Abstract
Most existing solutions to the current replication crisis in science address only the factors stemming from specific poor research practices. We introduce a novel mechanism that leverages the experts’ predictive abilities to analyze the root causes of replication failures. It is backed by the principle that the most accurate predictor is the most qualified expert. This mechanism can be seamlessly integrated into the existing replication prediction market framework with minimal implementation costs. It relies on an objective rather than subjective process and unstructured expert opinions to effectively identify various influences contributing to the replication crisis.
Introduction
Experimental research had formed a solid basis in the natural sciences, however, its application in the social and humanitarian sciences has caused significant challenges. The feasibility and reliability of experimental research designs in these fields have been debated and scrutinized (Ioannidis, 2005b; Simmons et al., 2011). In response to the raised concerns, the scientific community has witnessed several significant large-scale replication efforts (Benjamin et al., 2018; Open Science Collaboration, 2015; Ioannidis, 2005a). These endeavors aimed to assess the reproducibility and generalizability of findings derived from prior studies. The effectiveness of these replication efforts themselves is still under discussion and requires evaluation (Laws, 2016; Nosek & Errington, 2017).
An essential portion of replication discussion revolves around the issue of “systematic error” (Schmidt, 2009). This phenomenon occurs when an effect is falsely attributed to a specific aspect of an experiment, whereas it is actually caused by another aspect (Feest, 2019). Feest, in particular, posits that there is a perpetual risk of systematic error due to the potential existence of overlooked confounding variables. Chen and Risen (2010) provide an empirical illustration of systematic error persistence in subsequent replications.
In this methodological essay, we address the claim that replication is overrated (Soler, 2011) due to the intractable systematic error and intrinsic assumptions, that “replication alone is not sufficient to establish internal validity.” We will demonstrate that, indeed, it is necessary yet perhaps insufficient to establish the internal validity of an effective successful replication. Moreover, we will show that expertise is always required in this process, because only established experts can track back the factors leading to replication failure. The problem of tracking those factors is more tricky than it looks because besides poor scientific practices and incentives issues, other factors (like effect heterogeneity) may also play a role. We will provide a taxonomy of these factors and propose a criterion for objective assessment of the current expertise level. This criterion will be founded on assessing the accuracy of predictions made by experts, enabling us to identify and trace the underlying causes of non-reproducibility.

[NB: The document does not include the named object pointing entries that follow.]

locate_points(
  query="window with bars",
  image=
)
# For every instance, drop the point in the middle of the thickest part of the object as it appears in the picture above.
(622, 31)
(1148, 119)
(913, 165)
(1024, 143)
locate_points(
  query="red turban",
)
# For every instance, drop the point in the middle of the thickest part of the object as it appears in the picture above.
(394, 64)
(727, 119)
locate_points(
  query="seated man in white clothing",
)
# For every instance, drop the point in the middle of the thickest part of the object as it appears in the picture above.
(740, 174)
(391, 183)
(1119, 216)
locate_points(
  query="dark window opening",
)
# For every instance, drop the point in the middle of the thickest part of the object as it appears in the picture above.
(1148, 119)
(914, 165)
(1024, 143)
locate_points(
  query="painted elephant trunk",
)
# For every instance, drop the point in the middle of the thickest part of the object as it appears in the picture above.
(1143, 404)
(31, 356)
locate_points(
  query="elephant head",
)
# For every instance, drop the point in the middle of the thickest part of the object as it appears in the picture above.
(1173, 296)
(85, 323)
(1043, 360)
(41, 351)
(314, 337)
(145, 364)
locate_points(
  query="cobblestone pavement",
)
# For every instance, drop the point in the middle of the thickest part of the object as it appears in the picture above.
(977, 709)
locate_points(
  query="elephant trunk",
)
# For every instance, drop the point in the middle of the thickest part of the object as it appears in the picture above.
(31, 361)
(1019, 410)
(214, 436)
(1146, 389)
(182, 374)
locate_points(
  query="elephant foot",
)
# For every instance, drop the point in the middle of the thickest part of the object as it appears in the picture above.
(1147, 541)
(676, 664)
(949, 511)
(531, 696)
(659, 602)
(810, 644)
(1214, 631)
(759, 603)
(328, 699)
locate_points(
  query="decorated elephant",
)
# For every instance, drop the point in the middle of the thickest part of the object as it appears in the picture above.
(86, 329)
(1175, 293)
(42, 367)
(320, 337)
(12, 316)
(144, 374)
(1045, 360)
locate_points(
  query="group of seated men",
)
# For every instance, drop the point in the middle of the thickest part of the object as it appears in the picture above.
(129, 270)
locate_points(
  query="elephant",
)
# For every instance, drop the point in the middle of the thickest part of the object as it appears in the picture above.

Systematic Error is Inaccuracy in What?
Taxonomy From Campbell & Cook (1979).
Now we can restate the basic issue of systematic error in terms of validity: a high replication level would indicate a high level of statistical validity, but not a high level of internal validity.
When the replication rate is low, it becomes difficult to detect any effects, both valid and occasional, as the set of all detected valid effects is encompassed within the set of all detected effects. Therefore, a high percentage of successfully replicated studies becomes crucial for identifying valid effects.
However, it is important to note that the replication of an effect alone cannot be considered a sufficient condition to establish its internal validity, as systematic errors can still influence the results. Likewise, the replication failure cannot reliably refute the presence of an effect. Despite this, substantial number of replicated effects suggests that a significant proportion of studies showcase statistical effects, among which causal effects are likely presented. Hence, achieving a high level of replication across all studies is a necessary condition to enhance the overall internal validity of a research. In essence, without adequate replication, our ability to discover and understand effects is severely limited.
When we switch our attention to a highly coveted but challenging issue of external validity, it becomes clear that the two preceding validities are necessary conditions for its attainment: not for each particular effect, but rather in general for all the discovered effects. Statistical validity, measured by the replication level, ensures the effects detection, while internal validity ensures that these effects are accurately represented as causal relationships. Ultimately, external validity guarantees stability and generalizability of these effects.
Indeed, replication alone cannot address all research challenges. Both replication and distinguishing types of validity developed as a reaction to Fisher randomization in experiments. Since replication should provide evidence of the effect’s stability, it is interesting to track that validity topology arose to eliminate the “erroneous impression that randomization took care of all threats to validity” (Campbell, 1986). Therefore, internal validity by definition cannot be tested by replication. Nevertheless, since replication is still required in the next part, we will look into causes preventing high replication level.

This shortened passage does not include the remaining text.